What is Assembler? - Miftachul Huda Almaftuchin

What is Assembler?


Almaftuch.in - An assembler program creates object code by translating combinations of mnemonics and syntax for operations and addressing modes into their numerical equivalents. This representation typically includes an operation code ("opcode") as well as other control bits and data. The assembler also calculates constant expressions and resolves symbolic names for memory locations and other entities. The use of symbolic references is a key feature of assemblers, saving tedious calculations and manual address updates after program modifications. Most assemblers also include macro facilities for performing textual substitution – e.g., to generate common short sequences of instructions as inline, instead of called subroutines.

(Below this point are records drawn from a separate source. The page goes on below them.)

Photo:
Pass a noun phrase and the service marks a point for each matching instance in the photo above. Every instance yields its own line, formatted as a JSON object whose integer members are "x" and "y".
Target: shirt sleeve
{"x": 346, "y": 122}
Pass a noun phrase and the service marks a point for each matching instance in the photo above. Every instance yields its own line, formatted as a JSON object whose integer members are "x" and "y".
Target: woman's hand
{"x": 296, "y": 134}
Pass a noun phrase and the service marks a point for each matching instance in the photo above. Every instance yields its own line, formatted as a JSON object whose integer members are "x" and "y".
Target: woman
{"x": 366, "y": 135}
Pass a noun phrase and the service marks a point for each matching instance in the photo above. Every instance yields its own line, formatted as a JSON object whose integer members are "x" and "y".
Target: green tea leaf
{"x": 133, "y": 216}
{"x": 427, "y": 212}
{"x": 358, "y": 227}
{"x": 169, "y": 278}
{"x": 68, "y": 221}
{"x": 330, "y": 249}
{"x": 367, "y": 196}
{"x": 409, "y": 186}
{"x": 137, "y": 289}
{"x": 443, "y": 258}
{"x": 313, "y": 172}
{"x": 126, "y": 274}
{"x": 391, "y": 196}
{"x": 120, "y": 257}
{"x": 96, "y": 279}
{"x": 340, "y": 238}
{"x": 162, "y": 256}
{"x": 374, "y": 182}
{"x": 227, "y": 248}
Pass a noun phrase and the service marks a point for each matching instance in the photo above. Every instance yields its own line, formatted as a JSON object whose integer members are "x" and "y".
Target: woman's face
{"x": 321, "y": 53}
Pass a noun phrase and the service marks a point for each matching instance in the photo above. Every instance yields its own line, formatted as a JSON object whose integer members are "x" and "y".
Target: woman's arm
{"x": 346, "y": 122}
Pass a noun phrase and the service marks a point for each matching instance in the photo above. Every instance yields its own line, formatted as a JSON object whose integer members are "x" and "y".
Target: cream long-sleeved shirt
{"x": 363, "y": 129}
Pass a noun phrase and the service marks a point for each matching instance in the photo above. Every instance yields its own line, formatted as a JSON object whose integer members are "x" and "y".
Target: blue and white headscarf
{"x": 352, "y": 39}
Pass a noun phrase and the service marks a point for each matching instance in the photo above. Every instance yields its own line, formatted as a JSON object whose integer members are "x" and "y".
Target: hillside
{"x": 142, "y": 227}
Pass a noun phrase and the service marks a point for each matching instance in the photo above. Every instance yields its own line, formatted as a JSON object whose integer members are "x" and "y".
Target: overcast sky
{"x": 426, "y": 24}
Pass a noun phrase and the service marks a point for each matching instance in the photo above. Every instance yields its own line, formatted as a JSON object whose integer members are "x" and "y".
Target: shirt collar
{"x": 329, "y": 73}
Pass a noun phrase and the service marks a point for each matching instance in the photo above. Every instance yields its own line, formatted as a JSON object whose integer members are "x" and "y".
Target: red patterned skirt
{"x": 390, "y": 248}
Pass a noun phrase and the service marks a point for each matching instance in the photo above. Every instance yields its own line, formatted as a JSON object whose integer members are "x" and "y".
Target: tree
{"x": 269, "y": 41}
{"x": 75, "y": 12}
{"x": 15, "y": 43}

Some assemblers may also be able to perform some simple types of instruction set-specific optimizations. One concrete example of this may be the ubiquitous x86 assemblers from various vendors. Most of them are able to perform jump-instruction replacements (long jumps replaced by short or relative jumps) in any number of passes, on request. Others may even do simple rearrangement or insertion of instructions, such as some assemblers for RISC architectures that can help optimize a sensible instruction scheduling to exploit the CPU pipeline as efficiently as possible.[citation needed]

Like early programming languages such as Fortran, Algol, Cobol and Lisp, assemblers have been available since the 1950s and the first generations of text based computer interfaces. However, assemblers came first as they are far simpler to write than compilers for high-level languages. This is because each mnemonic along with the addressing modes and operands of an instruction translates rather directly into the numeric representations of that particular instruction, without much context or analysis. There have also been several classes of translators and semi automatic code generators with properties similar to both assembly and high level languages, with speedcode as perhaps one of the better known examples.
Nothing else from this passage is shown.